In fact, inflation has already fallen markedly from 18 percent in early
2012 to around 2 percent in 2014.
“In the context of this transition, the key to inclusive and
sustainable growth is catalyzing the private sector. This will require
fostering job-rich sectors in line with Timor-Leste’s fundamentals, such
as agriculture, tourism, and energy. With regard to the first two
sectors, Timor-Leste could market ecologically-friendly products. In the
energy sector there could be startups in niche areas such as oil
industry services and specialized oil-based products. The mission is
encouraged by reported foreign direct investment (FDI) in areas such as
cement, food processing, and tourism. With significant infrastructure
improvements (Tibar Bay Port, Dili airport and new roads), investment in
labor-intensive industries such as these will be the engines of future
high-quality growth that generates employment.
“As Timor-Leste builds its linkages with global trade and production
networks, diversification prospects will arise. Given Timor-Leste’s
leadership role in the g7+ grouping, participation in the Community of
Portuguese Language Countries and links with Australia and the EU,
Timor-Leste is well-placed to take advantage of global and regional
integration trends. To benefit from these opportunities, the private
sector must be able to compete and expand into businesses in areas of
comparative advantage. Given missing and incomplete markets and large
positive externalities, a public sector role in industrial development
is warranted, but this needs to be well-targeted and judicious. The
business cases for developments including the Tasi Mane development area
and Special Economic Zones such as proposed for Oecussi need to be well
articulated, with the focus on private sector participation and risk
sharing.
“The mission welcomed the authorities’ increased focus on fiscal
sustainability and considers that a front-loading strategy in line with
the SDP objectives should see expenditures stabilized at US$1.3 billion.
Capital projects should go ahead only on the basis of realistic
cost-benefit analysis, in which, at a minimum, the growth benefits
outweigh the opportunity cost of lower Petroleum Fund revenues. To
better support growth, expenditure should focus more on priority areas
such as health and education, as well as operation and maintenance of
new infrastructure, while the social safety net should be better
targeted toward the poor. Simultaneously, special efforts need to be
made on raising non-oil domestic revenues. A strong asset-liability
framework will become critical with potential new liabilities undertaken
including via public-private partnerships and large capital intensive
projects by public sector firms.

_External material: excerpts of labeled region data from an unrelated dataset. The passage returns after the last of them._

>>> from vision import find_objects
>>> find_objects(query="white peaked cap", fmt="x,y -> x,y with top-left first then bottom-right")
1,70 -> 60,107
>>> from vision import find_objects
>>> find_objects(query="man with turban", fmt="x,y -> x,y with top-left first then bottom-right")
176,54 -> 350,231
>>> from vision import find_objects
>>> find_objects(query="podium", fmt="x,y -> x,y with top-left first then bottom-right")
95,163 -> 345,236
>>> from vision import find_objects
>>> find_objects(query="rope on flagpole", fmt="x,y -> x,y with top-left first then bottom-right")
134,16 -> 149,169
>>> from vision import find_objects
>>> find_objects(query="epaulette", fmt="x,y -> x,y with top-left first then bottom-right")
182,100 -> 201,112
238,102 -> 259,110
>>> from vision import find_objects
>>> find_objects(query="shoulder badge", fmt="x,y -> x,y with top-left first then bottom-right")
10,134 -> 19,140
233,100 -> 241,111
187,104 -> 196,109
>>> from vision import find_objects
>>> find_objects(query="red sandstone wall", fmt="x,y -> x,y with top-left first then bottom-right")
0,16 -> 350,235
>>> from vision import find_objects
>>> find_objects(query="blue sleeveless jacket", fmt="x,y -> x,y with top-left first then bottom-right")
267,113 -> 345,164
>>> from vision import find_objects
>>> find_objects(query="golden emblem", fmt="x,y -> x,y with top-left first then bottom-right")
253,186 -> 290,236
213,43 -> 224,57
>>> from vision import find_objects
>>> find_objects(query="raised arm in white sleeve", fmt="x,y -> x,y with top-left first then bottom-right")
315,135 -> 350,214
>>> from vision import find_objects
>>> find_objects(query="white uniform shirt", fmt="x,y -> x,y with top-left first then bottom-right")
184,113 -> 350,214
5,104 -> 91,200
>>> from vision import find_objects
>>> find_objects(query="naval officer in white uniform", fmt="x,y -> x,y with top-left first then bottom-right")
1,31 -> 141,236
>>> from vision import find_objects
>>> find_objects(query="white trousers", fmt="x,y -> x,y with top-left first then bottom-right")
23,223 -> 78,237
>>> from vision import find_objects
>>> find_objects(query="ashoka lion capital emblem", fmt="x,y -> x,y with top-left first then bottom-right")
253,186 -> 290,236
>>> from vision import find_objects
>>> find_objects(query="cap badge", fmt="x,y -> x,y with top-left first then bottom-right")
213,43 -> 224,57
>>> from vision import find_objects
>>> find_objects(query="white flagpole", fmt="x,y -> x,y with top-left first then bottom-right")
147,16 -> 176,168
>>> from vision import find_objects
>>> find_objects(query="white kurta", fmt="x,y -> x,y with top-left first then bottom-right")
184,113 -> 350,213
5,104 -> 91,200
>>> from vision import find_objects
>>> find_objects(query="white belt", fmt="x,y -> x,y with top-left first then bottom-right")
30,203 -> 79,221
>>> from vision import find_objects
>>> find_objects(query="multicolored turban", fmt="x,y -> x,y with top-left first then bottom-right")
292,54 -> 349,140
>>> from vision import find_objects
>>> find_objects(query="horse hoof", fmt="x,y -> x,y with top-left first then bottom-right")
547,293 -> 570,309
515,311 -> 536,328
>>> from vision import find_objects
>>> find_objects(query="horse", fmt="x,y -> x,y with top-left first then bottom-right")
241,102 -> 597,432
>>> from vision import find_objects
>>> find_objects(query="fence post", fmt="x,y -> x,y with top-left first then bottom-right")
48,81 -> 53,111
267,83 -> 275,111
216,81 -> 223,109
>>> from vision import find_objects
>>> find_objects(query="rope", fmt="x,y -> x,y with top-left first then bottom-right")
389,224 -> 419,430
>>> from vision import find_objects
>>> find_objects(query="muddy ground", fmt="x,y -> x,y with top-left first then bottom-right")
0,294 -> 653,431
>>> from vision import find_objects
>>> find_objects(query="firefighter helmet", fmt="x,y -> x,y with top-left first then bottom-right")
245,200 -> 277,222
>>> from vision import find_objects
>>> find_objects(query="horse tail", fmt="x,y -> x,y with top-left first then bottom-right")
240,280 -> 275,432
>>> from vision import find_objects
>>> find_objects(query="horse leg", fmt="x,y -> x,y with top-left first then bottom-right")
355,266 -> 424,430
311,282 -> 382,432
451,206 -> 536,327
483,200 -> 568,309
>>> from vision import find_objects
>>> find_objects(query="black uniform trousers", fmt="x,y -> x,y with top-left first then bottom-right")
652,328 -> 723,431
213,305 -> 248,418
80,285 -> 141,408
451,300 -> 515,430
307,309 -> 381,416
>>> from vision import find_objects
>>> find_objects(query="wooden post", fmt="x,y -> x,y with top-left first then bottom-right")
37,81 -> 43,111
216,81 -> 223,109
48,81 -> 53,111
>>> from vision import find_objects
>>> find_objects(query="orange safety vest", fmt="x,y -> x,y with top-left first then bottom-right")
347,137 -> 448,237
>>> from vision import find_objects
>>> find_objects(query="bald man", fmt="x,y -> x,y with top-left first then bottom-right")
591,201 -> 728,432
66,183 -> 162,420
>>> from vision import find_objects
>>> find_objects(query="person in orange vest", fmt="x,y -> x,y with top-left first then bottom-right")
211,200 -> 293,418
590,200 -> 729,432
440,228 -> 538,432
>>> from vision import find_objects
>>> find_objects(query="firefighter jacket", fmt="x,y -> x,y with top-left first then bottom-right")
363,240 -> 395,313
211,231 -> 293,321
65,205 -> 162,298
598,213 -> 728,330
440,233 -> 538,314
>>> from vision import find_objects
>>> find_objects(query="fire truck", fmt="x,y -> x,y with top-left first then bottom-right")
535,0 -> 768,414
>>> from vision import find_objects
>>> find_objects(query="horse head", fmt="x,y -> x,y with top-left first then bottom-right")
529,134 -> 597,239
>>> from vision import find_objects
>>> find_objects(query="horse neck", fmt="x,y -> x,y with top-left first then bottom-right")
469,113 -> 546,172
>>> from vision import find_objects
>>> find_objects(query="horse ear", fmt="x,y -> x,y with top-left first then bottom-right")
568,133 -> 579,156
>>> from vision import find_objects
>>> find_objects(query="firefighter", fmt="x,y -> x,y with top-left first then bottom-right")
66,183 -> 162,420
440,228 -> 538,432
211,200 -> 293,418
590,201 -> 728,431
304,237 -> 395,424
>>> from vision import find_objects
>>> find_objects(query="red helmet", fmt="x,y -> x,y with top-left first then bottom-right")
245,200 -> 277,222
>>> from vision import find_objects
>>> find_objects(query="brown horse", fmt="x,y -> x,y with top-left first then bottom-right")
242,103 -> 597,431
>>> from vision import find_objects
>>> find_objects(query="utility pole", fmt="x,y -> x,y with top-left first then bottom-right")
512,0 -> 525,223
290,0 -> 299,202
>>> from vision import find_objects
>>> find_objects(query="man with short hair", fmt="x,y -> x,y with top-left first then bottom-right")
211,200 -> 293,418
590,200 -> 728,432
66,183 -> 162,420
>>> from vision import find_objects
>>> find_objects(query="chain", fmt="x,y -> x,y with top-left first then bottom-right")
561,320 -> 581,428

Continued efforts are needed to improve
communication on the budget, given large deviations between the
published budget and budget execution.
“The financial system is slowly developing amid new challenges. The
number of banks has increased with new products emerging, and the
non-bank financial sector is also developing. The mission endorses the
BCTL’s Financial Sector Master Plan, which sets out the role of a robust
and inclusive financial system, and looks forward to working with the
authorities in enhancing the supervisory and regulatory frameworks and
governance. It is important that the Anti-Money Laundering/Combating the
Financing of Terrorism (AML/CFT) framework is developed, and also that
the financial sector entities within the Special Economic Zones remain
within the supervisory mandate of the BCTL. While financial markets
remain underdeveloped, the current exchange rate regime that uses the US
dollar remains appropriate.
“The quality of statistics continues to hamper surveillance. The
mission welcomes ongoing efforts to enhance methodologies particularly
relating to National Accounts, inflation and poverty data.”
1 The completion of the Article IV Consultation is subject to the discussion by the IMF Executive Board.